Oggi, come sempre, ci si propone agli altri per costruirsi una reputazione … terzo personaggio. Oggi la si vuol costruire velocemente, con l’immagine dunque, anziché con la lenta costruzione dell’identità. Ma la reputazione è un concetto di relazione, non dipende solo da noi. Viene da potare, cioè tagliare i rami inutili. E infatti il buon giudizio consiste proprio nel depurare la parte preziosa dall’inutile orpello. Dunque è una contraddizione in termini cercare il positivo giudizio degli altri offrendo loro l’immagine di se stessi, del come si vuol apparire. Il prefisso “re”, poi, indica una ripetizione: ovvio, dato che la reputazione è frutto di un work in progress che (in)segue la costruzione in itinere dell’identità.
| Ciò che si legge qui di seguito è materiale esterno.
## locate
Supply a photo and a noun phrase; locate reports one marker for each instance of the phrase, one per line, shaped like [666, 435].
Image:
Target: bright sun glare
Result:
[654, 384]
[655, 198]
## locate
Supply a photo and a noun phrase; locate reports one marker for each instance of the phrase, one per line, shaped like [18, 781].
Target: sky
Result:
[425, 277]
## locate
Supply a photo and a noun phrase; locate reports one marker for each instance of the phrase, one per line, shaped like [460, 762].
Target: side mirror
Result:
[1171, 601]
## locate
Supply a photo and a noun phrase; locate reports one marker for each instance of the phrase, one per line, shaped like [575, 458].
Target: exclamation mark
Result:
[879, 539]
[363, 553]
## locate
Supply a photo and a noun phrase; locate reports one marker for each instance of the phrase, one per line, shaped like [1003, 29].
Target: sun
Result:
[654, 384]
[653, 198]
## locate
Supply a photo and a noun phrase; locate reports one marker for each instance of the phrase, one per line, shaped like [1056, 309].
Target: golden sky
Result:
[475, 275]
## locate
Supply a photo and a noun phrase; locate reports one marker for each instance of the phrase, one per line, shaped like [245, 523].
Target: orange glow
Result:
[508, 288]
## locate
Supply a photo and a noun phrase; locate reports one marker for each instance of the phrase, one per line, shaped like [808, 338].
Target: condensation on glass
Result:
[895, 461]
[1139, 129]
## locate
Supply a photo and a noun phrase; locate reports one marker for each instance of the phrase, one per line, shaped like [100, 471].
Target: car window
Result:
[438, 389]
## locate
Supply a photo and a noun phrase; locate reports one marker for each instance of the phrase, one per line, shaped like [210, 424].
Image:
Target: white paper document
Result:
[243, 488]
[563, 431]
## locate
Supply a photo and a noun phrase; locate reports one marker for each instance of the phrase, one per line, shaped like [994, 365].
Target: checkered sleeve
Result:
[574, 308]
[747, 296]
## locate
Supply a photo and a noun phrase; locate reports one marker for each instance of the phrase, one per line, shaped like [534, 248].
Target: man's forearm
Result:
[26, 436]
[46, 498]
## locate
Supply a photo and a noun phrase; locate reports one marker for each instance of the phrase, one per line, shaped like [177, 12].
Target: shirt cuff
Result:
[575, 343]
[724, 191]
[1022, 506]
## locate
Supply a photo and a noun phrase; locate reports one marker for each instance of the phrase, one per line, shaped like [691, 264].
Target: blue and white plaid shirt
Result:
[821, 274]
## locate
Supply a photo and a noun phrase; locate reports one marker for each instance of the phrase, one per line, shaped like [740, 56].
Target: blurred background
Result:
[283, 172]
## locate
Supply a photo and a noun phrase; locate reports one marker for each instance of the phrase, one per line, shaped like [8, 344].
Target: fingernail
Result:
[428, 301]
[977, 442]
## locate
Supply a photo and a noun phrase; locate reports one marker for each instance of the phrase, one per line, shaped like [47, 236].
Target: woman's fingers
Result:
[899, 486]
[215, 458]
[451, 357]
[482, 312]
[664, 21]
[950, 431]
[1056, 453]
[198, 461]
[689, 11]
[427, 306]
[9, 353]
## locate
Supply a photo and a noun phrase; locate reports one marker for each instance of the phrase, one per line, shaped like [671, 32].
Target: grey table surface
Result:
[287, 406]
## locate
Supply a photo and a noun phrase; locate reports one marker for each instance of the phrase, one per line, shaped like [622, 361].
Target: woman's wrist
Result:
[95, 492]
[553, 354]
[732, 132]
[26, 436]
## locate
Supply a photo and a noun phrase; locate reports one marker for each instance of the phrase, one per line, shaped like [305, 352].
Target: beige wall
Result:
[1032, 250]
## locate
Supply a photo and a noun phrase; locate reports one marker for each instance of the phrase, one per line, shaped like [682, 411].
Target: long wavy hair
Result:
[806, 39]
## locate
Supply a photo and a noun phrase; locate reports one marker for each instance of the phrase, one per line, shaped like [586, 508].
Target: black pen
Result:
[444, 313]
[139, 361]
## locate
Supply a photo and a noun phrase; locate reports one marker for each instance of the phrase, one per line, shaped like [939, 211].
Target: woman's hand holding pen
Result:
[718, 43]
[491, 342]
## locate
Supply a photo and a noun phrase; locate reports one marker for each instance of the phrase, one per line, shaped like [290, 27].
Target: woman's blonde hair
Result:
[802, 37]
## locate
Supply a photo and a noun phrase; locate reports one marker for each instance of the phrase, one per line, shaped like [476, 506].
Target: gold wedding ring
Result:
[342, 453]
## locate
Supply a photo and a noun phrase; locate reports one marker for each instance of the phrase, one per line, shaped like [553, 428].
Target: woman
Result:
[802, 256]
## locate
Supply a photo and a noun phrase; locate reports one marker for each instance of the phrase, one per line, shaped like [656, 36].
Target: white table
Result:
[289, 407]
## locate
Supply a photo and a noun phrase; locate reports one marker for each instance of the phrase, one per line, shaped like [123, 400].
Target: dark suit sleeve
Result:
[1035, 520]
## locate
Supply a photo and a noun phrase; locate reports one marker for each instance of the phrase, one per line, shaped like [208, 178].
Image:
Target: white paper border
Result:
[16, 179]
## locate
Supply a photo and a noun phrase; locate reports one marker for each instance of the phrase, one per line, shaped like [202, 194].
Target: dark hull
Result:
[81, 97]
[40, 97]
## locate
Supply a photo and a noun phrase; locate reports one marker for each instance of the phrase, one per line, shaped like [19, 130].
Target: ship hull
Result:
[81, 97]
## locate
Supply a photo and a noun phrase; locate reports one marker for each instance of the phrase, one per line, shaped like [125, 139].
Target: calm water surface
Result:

Quanto detto sembra fatto apposta per evidenziare che la reputazione a cui aneliamo nei social … la raccolta del maggior numero di like e condivisioni … è virtuale quanto il media utilizzato … #menefrego. Il campanello d’allarme credo vada invece attivato nei confronti degli aspetti della vita reale. Ad esempio non posso fare a meno di pensare che nell’arco di tre mesi saremo chiamati più volte a scegliere tra persone che chiedono la nostra approvazione. Ci chiedono una delega per governare la casa in cui viviamo. Quando si sceglie una governante si analizzano le credenziali, quindi la sua storia, visto che la sua attività avrà un’influenza diretta sulle nostre vite, quelle reali. I candidati (dal solito latino, è un riferimento al candore delle vesti dei senatori come metafora della corrispondente pulizia morale) esibiscono la loro identità per ottenere il nostro consenso?